Inspirado em Curitiba, Haddad quer expandir corredores

O candidato do PT à Prefeitura de São Paulo, Fernando Haddad, disse nesta quinta que pretende retomar o modelo de corredores exclusivos para ônibus, conhecido como BRT (Bus Rapid Transit), adotado em Curitiba na década de 70 e que, segundo ele, inspiraram o sistema "São Paulo Interligado" da ex-prefeita e hoje senadora Marta Suplicy. Haddad afirmou que, com recursos federais do PAC Mobilidade, o sistema já é uma realidade em todo o País e chegou a ser copiado em cidades fora do Brasil, como Bogotá (Colômbia). "É um modelo brasileiro, nós deveríamos nos orgulhar. É um modelo de Curitiba que foi exportado para o mundo. Jogar fora esse legado, que era de um prefeito que nem era do meu partido, é um equívoco", comentou o petista em referência ao ex-prefeito curitibano Jaime Lerner.

DAIENE CARDOSO, Agência Estado

26 de julho de 2012 | 17h21

Haddad caminhou no início desta tarde pelas ruas comerciais da Vila Nova Cachoeirinha, na zona norte da cidade. Acompanhado de sua candidata a vice, Nádia Campeão (PCdoB), o candidato pegou um ônibus no Largo do Paissandu, na região central, e chegou no Terminal Cachoeirinha meia hora depois. "Eu pego muito Metrô, moro do lado da estação Paraíso há 20 anos. Não tenho a menor dificuldade com transporte público", afirmou. Ao chegar ao terminal de ônibus, Haddad se juntou à sua mulher, Ana Estela, e ao ex-ministro Orlando Silva, candidato a vereador pelo PCdoB.

Mobilidade urbana é uma dos destaques do plano de governo do petista, que será lançado no início de agosto. O candidato anunciou que pretende resgatar o projeto de transporte de Marta Suplicy. De acordo com ele, se não fosse interrompido pelos sucessores da ex-prefeita, hoje a cidade teria quase 300 quilômetros de corredores de ônibus. "Estamos na mesma situação de oito anos atrás", criticou. Para Haddad, a Prefeitura de São Paulo não aproveitou os recursos do PAC Mobilidade para melhorar a qualidade do transporte na cidade. "São Paulo, também no caso dos transportes, perdeu oportunidades importantes de investimento no transporte público", condenou.

Mil leitos hospitalares

O candidato se comprometeu nesta quinta em ampliar a oferta de leitos hospitalares na capital paulista. Segundo o petista, é possível chegar a mil leitos com a construção de três novos hospitais nas zonas norte, sul e leste e ampliando o atendimentos nas unidades já existentes. "Vamos completar mil leitos", garantiu.

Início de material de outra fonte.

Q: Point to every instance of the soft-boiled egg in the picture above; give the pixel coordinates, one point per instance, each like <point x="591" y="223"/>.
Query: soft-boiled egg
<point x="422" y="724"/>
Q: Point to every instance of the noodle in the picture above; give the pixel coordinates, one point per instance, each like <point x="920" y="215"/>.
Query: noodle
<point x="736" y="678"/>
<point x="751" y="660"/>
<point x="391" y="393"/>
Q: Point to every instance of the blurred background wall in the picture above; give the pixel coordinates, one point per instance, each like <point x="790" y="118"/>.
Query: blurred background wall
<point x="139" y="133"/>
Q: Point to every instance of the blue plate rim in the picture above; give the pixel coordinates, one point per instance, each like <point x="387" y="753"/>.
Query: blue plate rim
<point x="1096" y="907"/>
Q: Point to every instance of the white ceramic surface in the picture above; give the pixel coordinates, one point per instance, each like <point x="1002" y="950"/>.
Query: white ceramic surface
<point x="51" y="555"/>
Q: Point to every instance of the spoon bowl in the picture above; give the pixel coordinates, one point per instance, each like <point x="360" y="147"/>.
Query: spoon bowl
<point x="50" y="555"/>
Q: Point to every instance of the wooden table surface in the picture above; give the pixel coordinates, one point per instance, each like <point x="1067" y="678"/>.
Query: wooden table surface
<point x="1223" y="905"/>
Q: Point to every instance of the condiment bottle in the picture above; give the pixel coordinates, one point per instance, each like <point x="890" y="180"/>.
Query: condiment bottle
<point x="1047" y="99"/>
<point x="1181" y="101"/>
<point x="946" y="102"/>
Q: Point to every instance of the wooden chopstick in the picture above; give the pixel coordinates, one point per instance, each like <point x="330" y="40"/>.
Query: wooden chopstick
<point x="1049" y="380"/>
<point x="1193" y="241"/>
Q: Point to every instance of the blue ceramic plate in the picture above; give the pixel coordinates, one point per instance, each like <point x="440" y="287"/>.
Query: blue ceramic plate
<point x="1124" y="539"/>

Na avaliação do petista, não faltam médicos na cidade, falta gestão de recursos humanos para distribuí-los pelas regiões. "Se a população reclama da saúde é por um problema de gestão, sobretudo de recursos humanos", observou. Haddad ressaltou que a gestão dos recursos da saúde sofre de "descontrole" e de "desperdício", o que já teria sido observado pelo Tribunal de Contas do Município (TCM).

O petista destacou que o problema mais urgente a ser resolvido no setor é a carreira dos trabalhadores da área de saúde. "Não há um horizonte para o médico de carreira", afirmou. Ele também reclamou da forma independente como as Organizações Sociais (OS) que atuam nos hospitais valorizam seus funcionários, o que dá espaço para que as cidades vizinhas ofereçam melhores salários para os médicos de São Paulo."A política das organizações não pode ser cada qual com a sua política de recursos humanos, concorrendo umas com as outras", avaliou.